Subtlest 'Racism' Imputation Yet
Yes! Weekly, a Greensboro, N.C.-based tabloid, has come up with an especially clever way of insinuating that the tea-party movement is racist:
[Bill] Randall [a Republican candidate for Congress] said the relative silence within the Tea Party on subsequent constitutional amendments--most notably the Thirteenth Amendment, banning slavery, and the Fourteenth Amendment, guaranteeing equal protection under the law--should not be taken as an indication that theyre [sic] valued any less.
"The Tea Party movement tends to concentrate on the articles of the Constitution that have been significantly downplayed and abused, overemphasized or restricted," Randall said. "We're actually touching where it hurts. If there was a movement afoot in Congress to limit firearms, you would see an emphasis on the Second Amendment."
That should be "relative quiet" or simply "silence." Either you're silent or you're not; there are no degrees.
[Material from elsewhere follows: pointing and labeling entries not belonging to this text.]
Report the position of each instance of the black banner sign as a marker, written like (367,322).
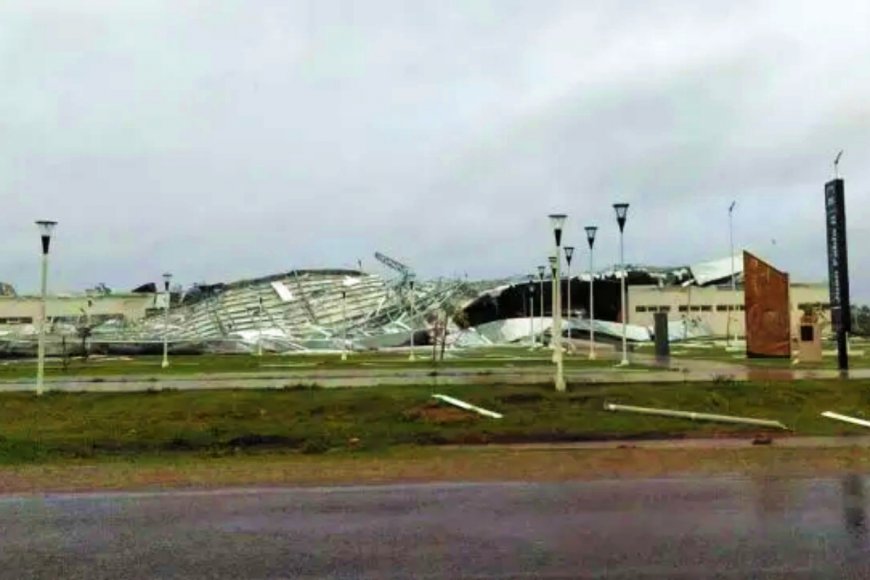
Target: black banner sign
(838,262)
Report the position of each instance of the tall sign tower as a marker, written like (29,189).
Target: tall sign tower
(838,264)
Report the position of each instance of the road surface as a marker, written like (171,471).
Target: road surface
(665,528)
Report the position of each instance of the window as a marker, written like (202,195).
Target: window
(17,320)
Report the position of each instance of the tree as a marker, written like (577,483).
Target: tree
(861,320)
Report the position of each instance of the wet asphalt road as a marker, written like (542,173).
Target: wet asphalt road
(666,528)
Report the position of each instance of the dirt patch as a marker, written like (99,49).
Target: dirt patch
(439,415)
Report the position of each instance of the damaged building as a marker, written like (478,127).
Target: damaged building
(332,309)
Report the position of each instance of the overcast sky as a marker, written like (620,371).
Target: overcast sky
(220,140)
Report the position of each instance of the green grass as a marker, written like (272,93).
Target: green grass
(285,364)
(86,425)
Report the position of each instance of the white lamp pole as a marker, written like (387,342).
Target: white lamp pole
(621,210)
(552,261)
(541,270)
(344,324)
(558,222)
(411,319)
(167,277)
(45,229)
(733,278)
(259,326)
(569,253)
(532,311)
(590,238)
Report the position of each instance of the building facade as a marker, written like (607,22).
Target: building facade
(24,310)
(717,307)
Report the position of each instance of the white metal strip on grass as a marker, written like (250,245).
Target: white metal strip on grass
(846,418)
(468,406)
(695,416)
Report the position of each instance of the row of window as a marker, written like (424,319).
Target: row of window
(719,307)
(688,308)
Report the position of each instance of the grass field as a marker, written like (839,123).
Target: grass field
(150,366)
(314,421)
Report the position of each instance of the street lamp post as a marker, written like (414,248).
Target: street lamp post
(259,326)
(167,277)
(553,306)
(541,270)
(558,222)
(45,229)
(621,210)
(590,238)
(733,278)
(569,253)
(411,286)
(531,289)
(344,324)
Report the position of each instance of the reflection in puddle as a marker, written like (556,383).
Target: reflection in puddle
(854,516)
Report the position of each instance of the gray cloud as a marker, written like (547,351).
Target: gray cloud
(226,139)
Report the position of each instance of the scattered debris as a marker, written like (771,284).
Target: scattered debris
(695,416)
(468,406)
(846,419)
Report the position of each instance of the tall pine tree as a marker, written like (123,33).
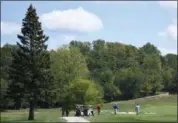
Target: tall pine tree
(30,71)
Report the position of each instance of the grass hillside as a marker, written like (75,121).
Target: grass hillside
(164,107)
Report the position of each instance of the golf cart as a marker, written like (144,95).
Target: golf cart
(84,110)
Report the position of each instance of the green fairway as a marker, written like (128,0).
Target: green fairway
(164,107)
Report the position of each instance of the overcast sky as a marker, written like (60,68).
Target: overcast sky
(128,22)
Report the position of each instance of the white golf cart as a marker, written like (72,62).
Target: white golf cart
(84,110)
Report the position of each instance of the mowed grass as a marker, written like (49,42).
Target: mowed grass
(41,115)
(164,107)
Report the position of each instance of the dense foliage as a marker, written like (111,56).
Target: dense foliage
(83,72)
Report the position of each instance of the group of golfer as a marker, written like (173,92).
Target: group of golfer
(89,111)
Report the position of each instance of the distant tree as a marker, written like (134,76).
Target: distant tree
(30,72)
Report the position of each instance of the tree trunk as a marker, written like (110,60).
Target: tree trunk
(31,111)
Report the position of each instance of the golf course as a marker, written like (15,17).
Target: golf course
(80,62)
(157,109)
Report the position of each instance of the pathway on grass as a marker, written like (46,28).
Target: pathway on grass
(75,119)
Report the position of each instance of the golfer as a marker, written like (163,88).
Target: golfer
(115,108)
(137,109)
(98,108)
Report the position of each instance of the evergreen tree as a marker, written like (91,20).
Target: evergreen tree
(30,71)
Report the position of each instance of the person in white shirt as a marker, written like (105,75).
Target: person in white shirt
(137,109)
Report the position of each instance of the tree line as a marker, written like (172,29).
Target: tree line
(79,73)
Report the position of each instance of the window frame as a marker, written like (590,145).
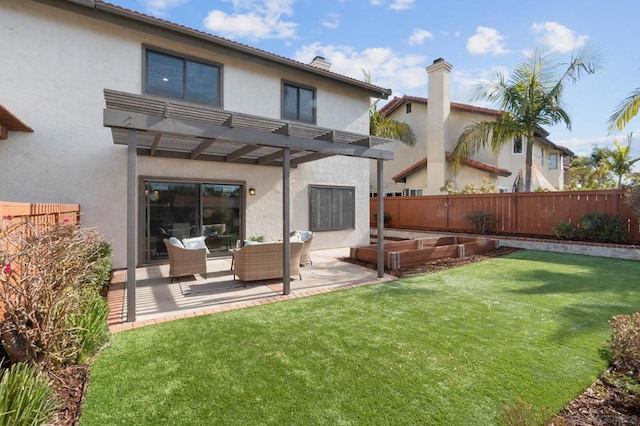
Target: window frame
(184,58)
(314,226)
(298,87)
(513,146)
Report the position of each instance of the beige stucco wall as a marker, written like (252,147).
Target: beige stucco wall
(60,62)
(406,156)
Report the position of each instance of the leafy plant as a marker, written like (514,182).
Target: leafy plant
(601,227)
(632,198)
(50,277)
(88,330)
(25,396)
(482,221)
(564,230)
(625,343)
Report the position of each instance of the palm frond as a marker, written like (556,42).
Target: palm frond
(625,111)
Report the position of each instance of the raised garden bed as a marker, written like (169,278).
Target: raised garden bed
(406,253)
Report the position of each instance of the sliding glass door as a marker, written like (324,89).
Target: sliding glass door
(191,209)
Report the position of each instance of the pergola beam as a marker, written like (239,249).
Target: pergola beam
(173,126)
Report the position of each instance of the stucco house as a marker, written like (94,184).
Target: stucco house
(437,122)
(157,129)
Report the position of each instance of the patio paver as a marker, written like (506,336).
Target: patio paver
(159,300)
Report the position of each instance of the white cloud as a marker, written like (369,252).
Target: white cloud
(395,5)
(158,7)
(418,36)
(254,19)
(332,21)
(404,74)
(486,41)
(557,37)
(401,4)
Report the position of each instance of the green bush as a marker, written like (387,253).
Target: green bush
(632,198)
(625,343)
(89,330)
(482,221)
(564,230)
(25,397)
(601,227)
(49,282)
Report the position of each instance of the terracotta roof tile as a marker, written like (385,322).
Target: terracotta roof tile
(479,165)
(132,14)
(11,122)
(396,102)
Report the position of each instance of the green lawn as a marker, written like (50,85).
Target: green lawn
(450,348)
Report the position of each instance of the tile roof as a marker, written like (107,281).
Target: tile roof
(541,134)
(396,102)
(9,121)
(123,12)
(479,165)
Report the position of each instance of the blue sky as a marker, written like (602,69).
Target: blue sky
(395,40)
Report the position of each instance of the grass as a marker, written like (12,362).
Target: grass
(455,347)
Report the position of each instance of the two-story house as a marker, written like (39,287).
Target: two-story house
(437,122)
(157,129)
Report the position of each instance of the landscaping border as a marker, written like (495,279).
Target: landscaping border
(619,251)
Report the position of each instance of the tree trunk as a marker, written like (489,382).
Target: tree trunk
(528,163)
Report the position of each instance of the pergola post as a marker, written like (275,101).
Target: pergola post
(286,220)
(131,224)
(380,219)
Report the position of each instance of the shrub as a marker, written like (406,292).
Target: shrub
(25,397)
(601,227)
(49,277)
(625,343)
(564,230)
(482,221)
(88,330)
(632,198)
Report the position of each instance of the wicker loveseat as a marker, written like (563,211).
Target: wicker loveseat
(264,261)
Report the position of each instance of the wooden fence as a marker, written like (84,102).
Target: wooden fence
(531,213)
(40,213)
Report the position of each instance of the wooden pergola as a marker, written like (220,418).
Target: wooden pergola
(151,126)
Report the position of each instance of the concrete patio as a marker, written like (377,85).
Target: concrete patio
(159,300)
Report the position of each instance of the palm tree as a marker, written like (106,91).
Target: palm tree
(619,160)
(626,110)
(530,98)
(384,127)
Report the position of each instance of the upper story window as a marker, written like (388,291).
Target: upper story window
(517,146)
(298,103)
(182,78)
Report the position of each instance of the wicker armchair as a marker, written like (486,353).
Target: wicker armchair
(184,261)
(307,238)
(264,261)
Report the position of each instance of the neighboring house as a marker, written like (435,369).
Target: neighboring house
(190,133)
(437,123)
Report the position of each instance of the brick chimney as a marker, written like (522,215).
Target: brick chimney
(321,62)
(438,125)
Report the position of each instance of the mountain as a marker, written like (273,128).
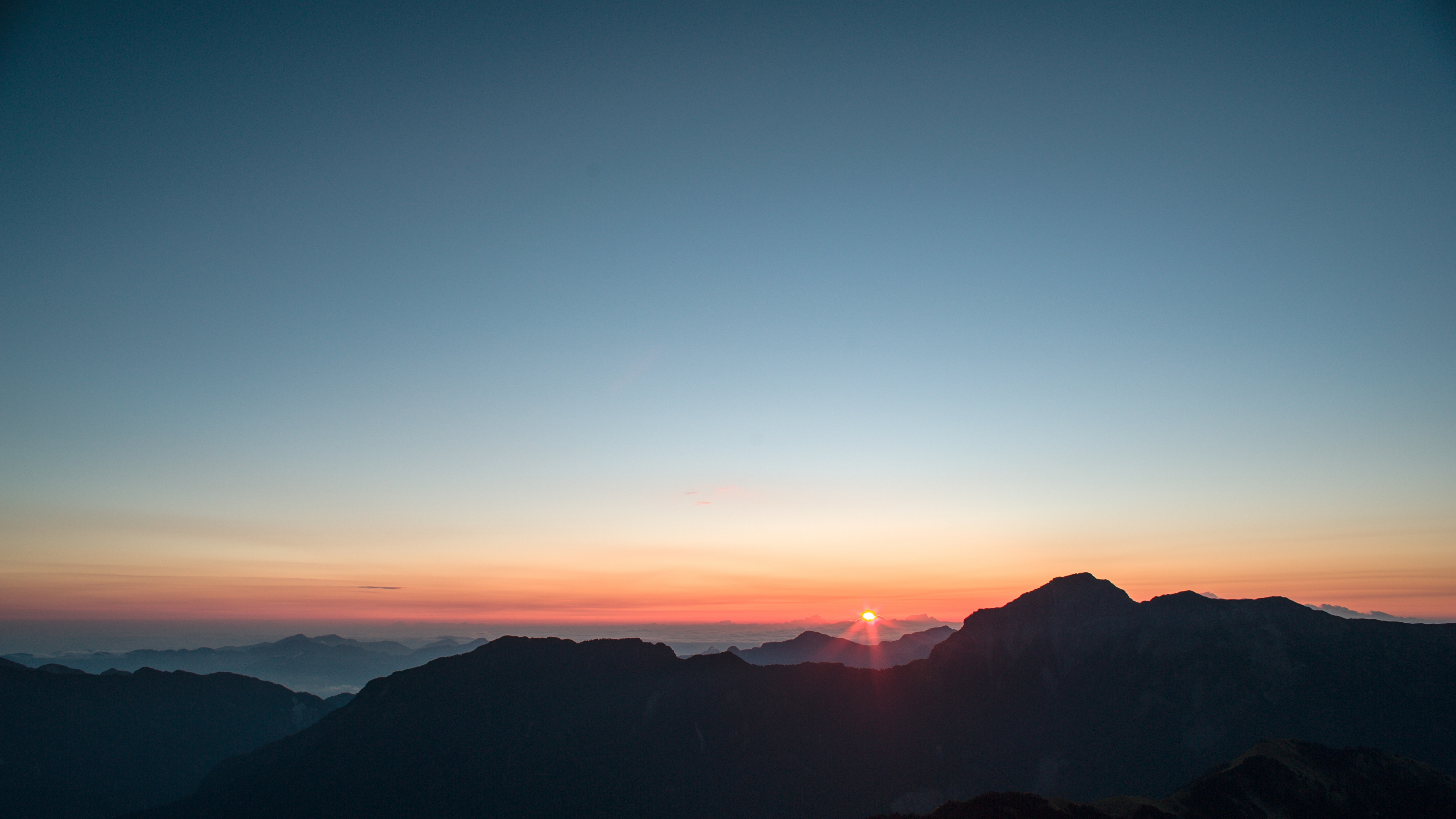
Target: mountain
(322,665)
(78,747)
(1071,691)
(1274,780)
(816,648)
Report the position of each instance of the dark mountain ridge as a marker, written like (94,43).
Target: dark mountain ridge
(324,664)
(1277,779)
(76,745)
(819,648)
(1072,690)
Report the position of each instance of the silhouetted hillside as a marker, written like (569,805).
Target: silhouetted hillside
(303,664)
(816,648)
(1072,690)
(1274,780)
(76,745)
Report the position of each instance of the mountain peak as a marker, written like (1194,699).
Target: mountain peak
(1075,594)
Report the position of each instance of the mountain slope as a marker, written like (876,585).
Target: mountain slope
(816,648)
(324,664)
(1280,779)
(1072,690)
(76,745)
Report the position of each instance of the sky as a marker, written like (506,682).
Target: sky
(723,311)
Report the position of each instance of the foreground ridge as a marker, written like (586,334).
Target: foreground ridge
(1072,691)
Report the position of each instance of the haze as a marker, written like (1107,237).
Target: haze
(697,312)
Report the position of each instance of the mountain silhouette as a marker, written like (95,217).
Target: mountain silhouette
(78,747)
(324,664)
(1071,691)
(1274,780)
(817,648)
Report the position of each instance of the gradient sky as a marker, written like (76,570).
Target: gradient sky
(714,311)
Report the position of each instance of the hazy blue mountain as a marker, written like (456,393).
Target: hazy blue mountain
(1071,691)
(81,747)
(1274,780)
(817,648)
(322,665)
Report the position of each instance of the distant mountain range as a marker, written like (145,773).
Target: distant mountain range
(816,648)
(1274,780)
(322,665)
(83,747)
(1072,691)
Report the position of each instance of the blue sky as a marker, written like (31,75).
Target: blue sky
(929,280)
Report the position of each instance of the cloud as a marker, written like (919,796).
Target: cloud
(1352,614)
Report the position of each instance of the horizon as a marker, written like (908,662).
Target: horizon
(755,312)
(79,636)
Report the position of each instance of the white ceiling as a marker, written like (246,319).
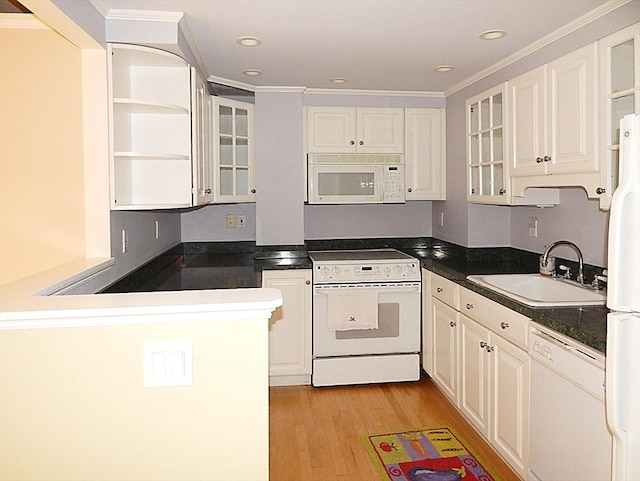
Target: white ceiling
(375,44)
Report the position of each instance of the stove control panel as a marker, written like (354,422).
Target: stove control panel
(395,272)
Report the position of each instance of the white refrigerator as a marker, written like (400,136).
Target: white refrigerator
(623,301)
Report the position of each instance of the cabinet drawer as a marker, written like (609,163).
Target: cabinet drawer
(501,320)
(445,290)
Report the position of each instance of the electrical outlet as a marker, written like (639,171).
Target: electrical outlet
(125,240)
(533,226)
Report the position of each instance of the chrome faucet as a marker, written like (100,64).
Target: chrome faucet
(553,245)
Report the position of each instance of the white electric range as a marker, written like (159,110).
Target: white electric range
(366,317)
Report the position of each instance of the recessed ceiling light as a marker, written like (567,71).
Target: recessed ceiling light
(492,34)
(252,72)
(248,41)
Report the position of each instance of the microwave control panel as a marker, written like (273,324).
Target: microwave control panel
(394,183)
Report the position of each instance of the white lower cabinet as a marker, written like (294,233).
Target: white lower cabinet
(477,356)
(290,327)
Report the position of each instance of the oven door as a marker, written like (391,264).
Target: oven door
(398,322)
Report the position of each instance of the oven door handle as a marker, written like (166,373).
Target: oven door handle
(388,288)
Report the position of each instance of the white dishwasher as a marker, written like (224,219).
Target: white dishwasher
(569,439)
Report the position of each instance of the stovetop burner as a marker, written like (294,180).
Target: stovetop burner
(365,265)
(361,255)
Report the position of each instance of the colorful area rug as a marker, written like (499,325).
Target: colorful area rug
(424,455)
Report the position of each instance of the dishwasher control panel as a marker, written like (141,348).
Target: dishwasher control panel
(572,360)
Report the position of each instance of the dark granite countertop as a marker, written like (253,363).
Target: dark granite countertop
(231,265)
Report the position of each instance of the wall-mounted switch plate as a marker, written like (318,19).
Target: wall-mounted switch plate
(125,240)
(533,226)
(168,364)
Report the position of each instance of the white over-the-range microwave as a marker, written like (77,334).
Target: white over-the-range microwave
(355,178)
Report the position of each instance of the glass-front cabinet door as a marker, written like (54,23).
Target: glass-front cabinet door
(620,95)
(234,151)
(486,147)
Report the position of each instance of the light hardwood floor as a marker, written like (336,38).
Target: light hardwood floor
(315,432)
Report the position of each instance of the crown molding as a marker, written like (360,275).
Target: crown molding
(571,27)
(282,89)
(232,83)
(21,21)
(193,46)
(100,7)
(144,15)
(375,93)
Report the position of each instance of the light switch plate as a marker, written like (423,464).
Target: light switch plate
(168,364)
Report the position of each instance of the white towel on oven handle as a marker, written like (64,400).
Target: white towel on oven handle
(353,308)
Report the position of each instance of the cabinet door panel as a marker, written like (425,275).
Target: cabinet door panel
(510,395)
(474,373)
(425,160)
(572,118)
(290,324)
(380,131)
(445,354)
(527,99)
(331,129)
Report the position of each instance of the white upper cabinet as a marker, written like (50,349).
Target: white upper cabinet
(233,151)
(350,130)
(201,142)
(553,124)
(619,83)
(150,128)
(488,174)
(425,154)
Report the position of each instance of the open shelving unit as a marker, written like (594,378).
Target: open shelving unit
(151,154)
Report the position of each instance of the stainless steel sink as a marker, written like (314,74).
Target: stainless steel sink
(536,290)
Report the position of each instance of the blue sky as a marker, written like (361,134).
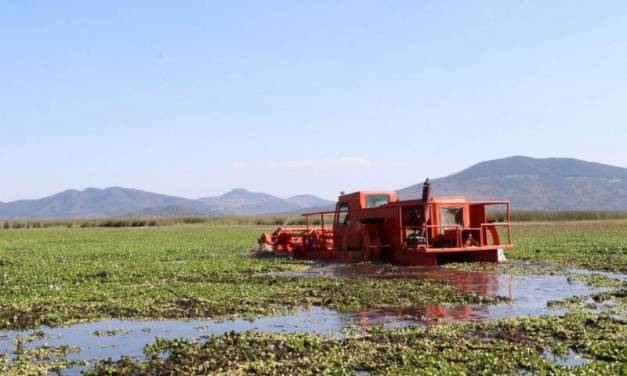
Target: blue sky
(286,97)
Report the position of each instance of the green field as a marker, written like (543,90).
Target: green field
(57,276)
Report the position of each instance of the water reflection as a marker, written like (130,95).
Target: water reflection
(528,296)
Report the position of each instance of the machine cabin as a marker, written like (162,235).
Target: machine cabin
(375,225)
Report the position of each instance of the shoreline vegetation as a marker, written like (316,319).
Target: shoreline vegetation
(518,216)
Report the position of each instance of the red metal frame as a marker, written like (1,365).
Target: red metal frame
(370,231)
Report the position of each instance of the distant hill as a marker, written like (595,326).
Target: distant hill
(240,201)
(118,201)
(90,203)
(535,183)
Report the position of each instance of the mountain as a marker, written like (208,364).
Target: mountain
(117,202)
(537,183)
(240,202)
(89,203)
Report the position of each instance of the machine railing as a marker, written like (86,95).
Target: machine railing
(482,241)
(308,222)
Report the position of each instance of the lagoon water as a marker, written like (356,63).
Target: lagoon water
(528,296)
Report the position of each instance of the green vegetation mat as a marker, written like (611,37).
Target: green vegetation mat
(57,276)
(508,347)
(60,276)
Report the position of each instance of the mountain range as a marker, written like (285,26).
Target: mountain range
(529,183)
(118,202)
(537,184)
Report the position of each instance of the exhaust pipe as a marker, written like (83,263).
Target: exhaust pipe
(426,197)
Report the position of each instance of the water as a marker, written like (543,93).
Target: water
(570,359)
(529,295)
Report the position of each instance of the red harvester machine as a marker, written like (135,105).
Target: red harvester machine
(375,225)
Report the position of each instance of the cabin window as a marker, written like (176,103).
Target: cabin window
(342,214)
(452,216)
(374,201)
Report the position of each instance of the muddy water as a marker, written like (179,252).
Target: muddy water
(529,295)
More substantively, while Randall's explanation is sufficient in the case of the 13th Amendment--slavery is gone and never coming back--the tea-party movement's lack of interest in the 14th Amendment is evidence that it is not driven by racial grievance. If it were, its adherents would argue that the 14th Amendment's requirement for equal protection is "significantly downplayed and abused" by legislative, administrative and judicial decisions giving preferential treatment to minorities.